In a letter to President Obama praising his Executive Order on repealing burdensome federal regulations, the American Bankers Association also asked that the SEC 500-shareholder threshold be raised and that the Dodd-Frank interchange fee provision be repealed. Codified as Section 1075 of Dodd-Frank, the interchange fee has been the subject of concern of leading Senators on the Banking Committee, but is strongly defended by its author, Senator Dick Durbin.
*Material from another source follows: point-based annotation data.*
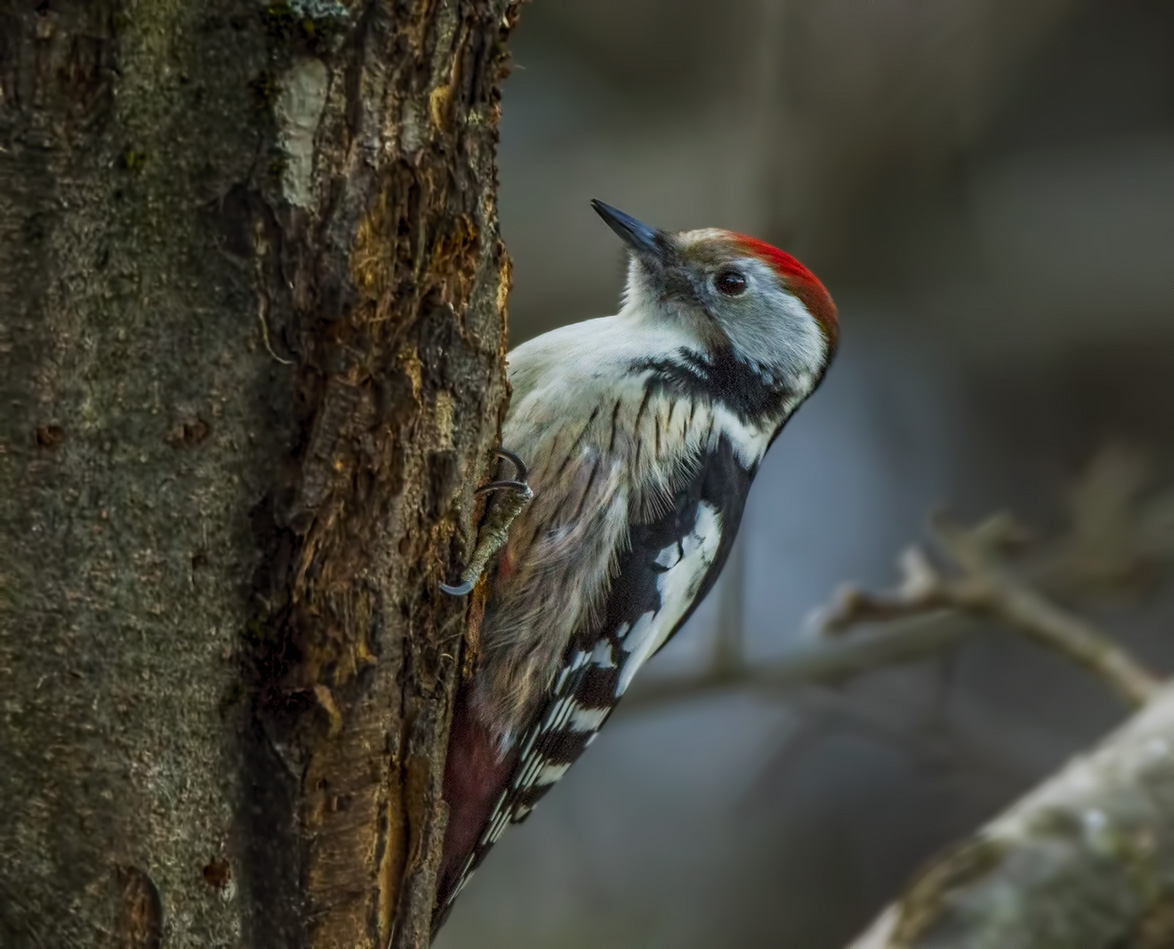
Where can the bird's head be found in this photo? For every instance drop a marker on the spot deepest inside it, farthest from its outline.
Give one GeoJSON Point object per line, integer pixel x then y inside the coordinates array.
{"type": "Point", "coordinates": [733, 297]}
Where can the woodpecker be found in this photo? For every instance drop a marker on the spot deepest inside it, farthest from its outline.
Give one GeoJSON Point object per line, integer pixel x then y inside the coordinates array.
{"type": "Point", "coordinates": [641, 432]}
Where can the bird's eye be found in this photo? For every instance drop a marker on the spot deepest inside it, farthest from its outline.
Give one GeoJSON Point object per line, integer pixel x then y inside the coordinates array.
{"type": "Point", "coordinates": [730, 282]}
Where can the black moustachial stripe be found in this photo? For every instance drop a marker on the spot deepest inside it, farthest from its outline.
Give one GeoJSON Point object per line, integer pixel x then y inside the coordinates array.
{"type": "Point", "coordinates": [747, 390]}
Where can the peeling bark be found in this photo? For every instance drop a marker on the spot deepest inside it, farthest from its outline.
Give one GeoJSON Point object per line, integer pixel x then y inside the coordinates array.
{"type": "Point", "coordinates": [251, 357]}
{"type": "Point", "coordinates": [1086, 861]}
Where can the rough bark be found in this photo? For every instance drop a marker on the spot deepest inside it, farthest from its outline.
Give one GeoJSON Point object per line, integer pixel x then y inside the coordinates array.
{"type": "Point", "coordinates": [251, 336]}
{"type": "Point", "coordinates": [1086, 861]}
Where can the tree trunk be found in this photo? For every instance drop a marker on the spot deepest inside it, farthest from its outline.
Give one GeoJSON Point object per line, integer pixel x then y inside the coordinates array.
{"type": "Point", "coordinates": [251, 338]}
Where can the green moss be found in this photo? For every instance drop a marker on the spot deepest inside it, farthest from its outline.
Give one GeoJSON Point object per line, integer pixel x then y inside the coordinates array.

Under current SEC regulations, whenever a bank has 500 or more shareholders it must register with the SEC and become subject to a hefty and expensive SEC oversight regime on top of the oversight conducted by federal bank regulators. The ABA noted that many community banks that are approaching that threshold are intentionally refraining from seeking new investors in order to avoid the new burdens that come with SEC registration.

The 500-shareholder threshold has not been updated since 1964, noted the ABA, despite the fact that in the intervening years the stock market and the number of investors has expanded dramatically. The ABA urged that the SEC registration threshold needs to be updated to between 1500 and 3000 shareholders, in turn freeing up community banks to seek new investors without also inviting major new SEC regulatory burdens.
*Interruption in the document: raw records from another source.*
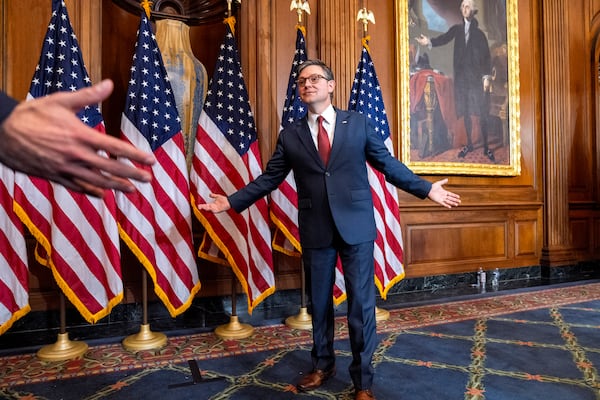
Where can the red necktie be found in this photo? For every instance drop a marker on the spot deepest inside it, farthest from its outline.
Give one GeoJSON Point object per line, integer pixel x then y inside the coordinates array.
{"type": "Point", "coordinates": [323, 141]}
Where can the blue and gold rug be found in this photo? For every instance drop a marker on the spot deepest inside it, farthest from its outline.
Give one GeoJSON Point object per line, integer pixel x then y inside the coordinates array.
{"type": "Point", "coordinates": [541, 344]}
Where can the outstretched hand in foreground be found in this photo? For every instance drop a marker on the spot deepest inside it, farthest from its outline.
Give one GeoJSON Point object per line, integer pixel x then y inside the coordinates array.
{"type": "Point", "coordinates": [45, 138]}
{"type": "Point", "coordinates": [442, 196]}
{"type": "Point", "coordinates": [219, 205]}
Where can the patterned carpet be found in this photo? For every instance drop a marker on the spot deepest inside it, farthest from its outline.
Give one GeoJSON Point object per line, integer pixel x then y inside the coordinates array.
{"type": "Point", "coordinates": [541, 344]}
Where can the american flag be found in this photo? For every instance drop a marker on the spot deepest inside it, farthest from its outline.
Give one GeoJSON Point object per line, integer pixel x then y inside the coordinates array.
{"type": "Point", "coordinates": [78, 233]}
{"type": "Point", "coordinates": [226, 158]}
{"type": "Point", "coordinates": [156, 219]}
{"type": "Point", "coordinates": [14, 288]}
{"type": "Point", "coordinates": [365, 97]}
{"type": "Point", "coordinates": [284, 200]}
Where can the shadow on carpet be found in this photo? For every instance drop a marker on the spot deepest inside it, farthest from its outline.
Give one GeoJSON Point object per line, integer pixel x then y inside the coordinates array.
{"type": "Point", "coordinates": [531, 345]}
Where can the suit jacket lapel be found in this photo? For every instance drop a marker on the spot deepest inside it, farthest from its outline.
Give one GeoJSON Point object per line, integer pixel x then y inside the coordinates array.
{"type": "Point", "coordinates": [340, 133]}
{"type": "Point", "coordinates": [307, 141]}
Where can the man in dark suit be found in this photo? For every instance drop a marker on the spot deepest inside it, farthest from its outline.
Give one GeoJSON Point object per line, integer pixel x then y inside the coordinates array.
{"type": "Point", "coordinates": [335, 215]}
{"type": "Point", "coordinates": [472, 69]}
{"type": "Point", "coordinates": [44, 137]}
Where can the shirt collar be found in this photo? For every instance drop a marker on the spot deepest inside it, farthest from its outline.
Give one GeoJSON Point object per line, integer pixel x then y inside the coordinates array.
{"type": "Point", "coordinates": [328, 114]}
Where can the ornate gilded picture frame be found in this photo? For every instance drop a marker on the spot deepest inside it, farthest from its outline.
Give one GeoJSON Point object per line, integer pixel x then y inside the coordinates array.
{"type": "Point", "coordinates": [459, 92]}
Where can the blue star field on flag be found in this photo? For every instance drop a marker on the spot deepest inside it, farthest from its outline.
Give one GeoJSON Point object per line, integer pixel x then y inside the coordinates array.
{"type": "Point", "coordinates": [227, 102]}
{"type": "Point", "coordinates": [293, 107]}
{"type": "Point", "coordinates": [365, 96]}
{"type": "Point", "coordinates": [61, 67]}
{"type": "Point", "coordinates": [150, 103]}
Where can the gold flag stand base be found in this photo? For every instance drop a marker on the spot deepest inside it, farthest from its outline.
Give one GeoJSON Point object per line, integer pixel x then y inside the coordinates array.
{"type": "Point", "coordinates": [381, 314]}
{"type": "Point", "coordinates": [63, 349]}
{"type": "Point", "coordinates": [301, 321]}
{"type": "Point", "coordinates": [145, 339]}
{"type": "Point", "coordinates": [234, 329]}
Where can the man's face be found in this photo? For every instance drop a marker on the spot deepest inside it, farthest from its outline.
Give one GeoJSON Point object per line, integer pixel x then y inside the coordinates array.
{"type": "Point", "coordinates": [314, 89]}
{"type": "Point", "coordinates": [466, 9]}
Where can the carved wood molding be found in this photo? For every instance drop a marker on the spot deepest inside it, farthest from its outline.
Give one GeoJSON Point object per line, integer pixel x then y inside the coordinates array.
{"type": "Point", "coordinates": [192, 12]}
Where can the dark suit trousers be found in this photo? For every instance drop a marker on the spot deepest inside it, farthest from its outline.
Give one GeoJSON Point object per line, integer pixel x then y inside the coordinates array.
{"type": "Point", "coordinates": [357, 262]}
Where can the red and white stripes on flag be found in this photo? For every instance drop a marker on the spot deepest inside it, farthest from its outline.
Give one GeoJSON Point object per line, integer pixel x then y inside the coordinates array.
{"type": "Point", "coordinates": [156, 220]}
{"type": "Point", "coordinates": [78, 233]}
{"type": "Point", "coordinates": [366, 98]}
{"type": "Point", "coordinates": [14, 287]}
{"type": "Point", "coordinates": [284, 200]}
{"type": "Point", "coordinates": [226, 158]}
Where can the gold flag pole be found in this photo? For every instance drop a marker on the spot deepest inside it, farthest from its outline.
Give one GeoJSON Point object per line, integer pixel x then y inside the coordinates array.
{"type": "Point", "coordinates": [63, 349]}
{"type": "Point", "coordinates": [145, 339]}
{"type": "Point", "coordinates": [366, 16]}
{"type": "Point", "coordinates": [234, 329]}
{"type": "Point", "coordinates": [302, 320]}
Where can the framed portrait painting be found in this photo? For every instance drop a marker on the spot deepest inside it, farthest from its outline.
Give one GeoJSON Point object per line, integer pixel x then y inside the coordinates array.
{"type": "Point", "coordinates": [458, 80]}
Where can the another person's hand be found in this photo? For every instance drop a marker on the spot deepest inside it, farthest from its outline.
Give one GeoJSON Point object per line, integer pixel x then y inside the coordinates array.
{"type": "Point", "coordinates": [45, 138]}
{"type": "Point", "coordinates": [220, 204]}
{"type": "Point", "coordinates": [442, 196]}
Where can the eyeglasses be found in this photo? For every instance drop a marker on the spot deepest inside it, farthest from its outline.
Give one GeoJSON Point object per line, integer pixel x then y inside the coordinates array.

Regarding the interchange fee provision of Dodd-Frank, the ABA observed that this was not part of the Administration’s proposed financial regulatory reform package. It was added by an amendment sponsored by Senator Durbin, requiring the Fed to issue three final rules on interchange fees regarding a reasonable and proportional debit fee structure, fees for fraud prevention on debit transactions, and debit transaction network fees. There is a statutory exemption for small issuers under $10 billion in assets from the new debit fee rules.

While Section 1075 ostensible exempts community banks, said the ABA, it is clear that the markets will not long tolerate paying higher interchange fees to community banks than the levels set by the Fed. This rule must be stopped, emphasized the ABA, so that markets can continue to set interchange fees, especially before the price controls cut into the earnings of community banks and undermine the viability of their financial services. In the meantime, the ABA urged the Fed to include in its price control calculations the cost of all the elements that operate to make debit interchange services available to customers.

In a recent letter to the Fed, thirteen US Senators expressed concern with the consequences of replacing a market-based system for debit card acceptances with a government-controlled system pursuant to Section 1075 of the Dodd-Frank Act. The senators said that having the government fix prices in any venue is a bad idea. As the Fed implements Section 1075, the senators want to ensure that all costs to the issuers and economic value to the merchants are considered in the regulations. The senators urged the Fed to take the time to consider all the implications of implementing Section 1075 and exercise the discretion granted by Dodd-Frank to minimize negative consequences. The letter was signed by Senator Richard Shelby (R-AL), the Banking Committee’s Ranking Member, and two influential members of the committee, Senators Mark Warner (D-VA) and Bob Corker (R-TN).

But on the last day of the 111th Congress, Senator Dick Durbin (D-Il) strongly defended the interchange fee reform provisions against a growing chorus of concern and some criticism. Describing the current interchange system as a price-fixing scheme, the senator, who authored Section 1075, said that he is ``hunkered down and ready for the fight that is coming.’’ (Cong. Record, Dec. 22, 2010, S10995-10997).